Mein Lesejahr 2021 begann mit einem der großen japanischen
Autoren, der auch hierzulande vielen bekannt sein dürfte und
durch Werke wie Kafka am Strand und viele andere weltberühmt
geworden ist. Richtig, die Rede ist von Haruki Murakami.
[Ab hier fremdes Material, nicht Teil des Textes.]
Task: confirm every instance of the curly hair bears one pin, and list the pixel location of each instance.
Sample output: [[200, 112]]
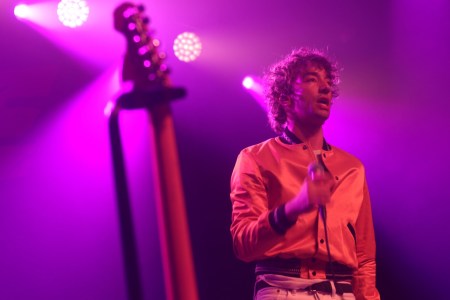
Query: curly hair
[[280, 77]]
Danach
war die von mir ausgewählte Literatur jedoch eher von weiblichen
Autorinnen geprägt und so kam es mir gerade Recht, als ich durch
einen glücklichen Zufall mit einer echten Banana Yoshimoto
Kennerin ins Gespräch kam, denn die, wie Murakami ebenfalls aus
Japan stammende Autorin, war mir bis dato unbekannt. Und so wurde
ich, nachdem ich mein Interesse an ihr bekundet hatte, wenig
später umgehend mit Literatur von ihr versorgt. Wann immer ich
ein Buch beendet hatte, war auch schon das nächste für mich
ausgesucht und zurecht gelegt worden. So kam es zu der
diesjährigen und mein Lesejahr beendenden Anzahl von allen guten
Dingen, nämlich drei Büchern, die ich zum Jahresabschluss
versuchen will, in einer Rezension zu besprechen.


Banana Yoshimoto, eigentlich Mahoko Yoshimoto, wurde 1964 in
Tokio als Tochter eines einflussreichen japanischen Denkers,
Dichters und Literaturkritikers sowie einer Dichterin, geboren.
Sie selbst begann angeblich bereits im Alter von 5 Jahren zu
schreiben und studierte später japanische Literatur. Es scheint
also, dass ihr eine gewisse Prägung und Affinität für Literatur
schon in die Wiege gelegt wurde. Ihre Werke Tsugumi, Federkleid
und Lebensgeister erschienen in den Jahren 1989, 2003 und 2011 im
Original und wurden jeweils erst einige Jahre später ins Deutsche
übersetzt und im Diogenes Verlag veröffentlicht. Alle drei Bücher
eint, dass sie aus der Perspektive einer Ich-Erzählerin
geschrieben wurden, die den Lesenden durch ihre Geschichte führt.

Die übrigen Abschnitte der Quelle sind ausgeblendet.